TCA precipitation principles
TCA (trichloroacetic acid) precipitation is considered the most efficient protocol for precipitating proteins from dilute solution. Surprisingly little is known of the mechanism. However Sivaraman, et al J. Protein Chem 16, 291-7 (1997) show that precipitation vs TCA concentration is a U shaped curve with optimum ppt at roughly 15% TCA and suggest that the mechanism is hydrophobic aggregation. Xu et al , J. Protein Chem 22, 669-75 (2003) support the hydrophobicity precipitation mechanism.
Bensadoun and Weinstein (Anal Biochem 70, 241-50 (1976) - heavily cited) show that an added carrier, deoxycholate (DOC), improves recovery. DOC is a detergent at neutral pH. Acidification titrates acidic groups dramatically reducing solubility. Chevallet, et al Proteomics 7, 1757-70 (2007) adapted this technique to proteomics by substituting sarkosyl for DOC and washing away precipitated sarkosyl with tetrahydrofuran (THF).
Note that sarkosyl hydrolyzes slowly in aqueous solution. Solutions should be less that ~2wks old (I haven't tested this rigorously).
My protocol includes a lipid soluble dye (Sudan Black) to mark the precipitate. THF dissolves the dye.
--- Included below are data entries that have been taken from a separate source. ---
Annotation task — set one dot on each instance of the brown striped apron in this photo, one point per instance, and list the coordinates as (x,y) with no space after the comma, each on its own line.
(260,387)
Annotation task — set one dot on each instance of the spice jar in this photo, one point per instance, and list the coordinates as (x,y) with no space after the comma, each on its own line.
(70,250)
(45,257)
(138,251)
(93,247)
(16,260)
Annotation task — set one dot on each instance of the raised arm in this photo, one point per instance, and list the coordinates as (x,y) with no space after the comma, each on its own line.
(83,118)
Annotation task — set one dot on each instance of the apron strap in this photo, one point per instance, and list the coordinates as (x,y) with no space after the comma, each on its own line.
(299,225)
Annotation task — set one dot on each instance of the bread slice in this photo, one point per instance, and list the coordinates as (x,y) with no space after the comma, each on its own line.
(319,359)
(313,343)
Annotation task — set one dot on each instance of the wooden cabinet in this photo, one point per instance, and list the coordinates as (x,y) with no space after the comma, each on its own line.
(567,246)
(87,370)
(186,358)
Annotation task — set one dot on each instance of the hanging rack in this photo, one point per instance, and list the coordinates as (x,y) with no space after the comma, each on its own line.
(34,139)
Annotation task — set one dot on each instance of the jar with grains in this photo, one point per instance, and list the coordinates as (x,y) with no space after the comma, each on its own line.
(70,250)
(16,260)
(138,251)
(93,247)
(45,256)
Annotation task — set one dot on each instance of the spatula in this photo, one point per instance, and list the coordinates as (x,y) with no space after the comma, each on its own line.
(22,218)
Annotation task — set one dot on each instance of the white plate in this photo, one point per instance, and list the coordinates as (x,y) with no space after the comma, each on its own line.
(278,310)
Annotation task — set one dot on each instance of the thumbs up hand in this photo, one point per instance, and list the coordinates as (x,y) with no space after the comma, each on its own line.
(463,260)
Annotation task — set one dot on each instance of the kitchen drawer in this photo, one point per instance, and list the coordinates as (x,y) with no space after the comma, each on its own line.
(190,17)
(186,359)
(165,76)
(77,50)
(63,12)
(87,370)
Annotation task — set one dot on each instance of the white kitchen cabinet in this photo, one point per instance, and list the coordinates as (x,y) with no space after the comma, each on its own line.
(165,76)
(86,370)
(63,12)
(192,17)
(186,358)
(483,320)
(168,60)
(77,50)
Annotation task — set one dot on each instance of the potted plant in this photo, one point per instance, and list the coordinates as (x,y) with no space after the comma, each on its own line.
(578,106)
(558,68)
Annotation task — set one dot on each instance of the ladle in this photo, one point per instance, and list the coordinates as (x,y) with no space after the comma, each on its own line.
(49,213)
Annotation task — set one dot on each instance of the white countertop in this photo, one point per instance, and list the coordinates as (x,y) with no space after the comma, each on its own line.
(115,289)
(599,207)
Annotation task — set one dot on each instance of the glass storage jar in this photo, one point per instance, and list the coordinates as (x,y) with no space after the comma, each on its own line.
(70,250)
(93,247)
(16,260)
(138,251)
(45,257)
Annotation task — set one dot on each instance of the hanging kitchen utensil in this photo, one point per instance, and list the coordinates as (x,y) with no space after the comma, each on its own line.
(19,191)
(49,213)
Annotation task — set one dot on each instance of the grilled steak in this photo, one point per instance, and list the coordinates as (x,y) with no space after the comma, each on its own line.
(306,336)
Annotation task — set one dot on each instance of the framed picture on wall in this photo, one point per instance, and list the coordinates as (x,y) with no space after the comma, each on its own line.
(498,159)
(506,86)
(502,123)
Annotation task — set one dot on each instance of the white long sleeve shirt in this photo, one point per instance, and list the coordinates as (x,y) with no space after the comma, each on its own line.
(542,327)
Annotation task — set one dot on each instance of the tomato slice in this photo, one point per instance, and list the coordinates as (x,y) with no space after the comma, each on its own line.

If you're TCA precipitating several samples, gray color in the TCA wash is a useful indicator of "pellet recovery".
I've also precipitated fluorescent (dansylated) proteins. The fluorescence allows one to detect small pellets. Ideally one could dansylate a small protein (i.e. insulin) to serve as an internal recovery standard.
Note that THF is similar to ether, but has advantages of water miscibility and lower volatility.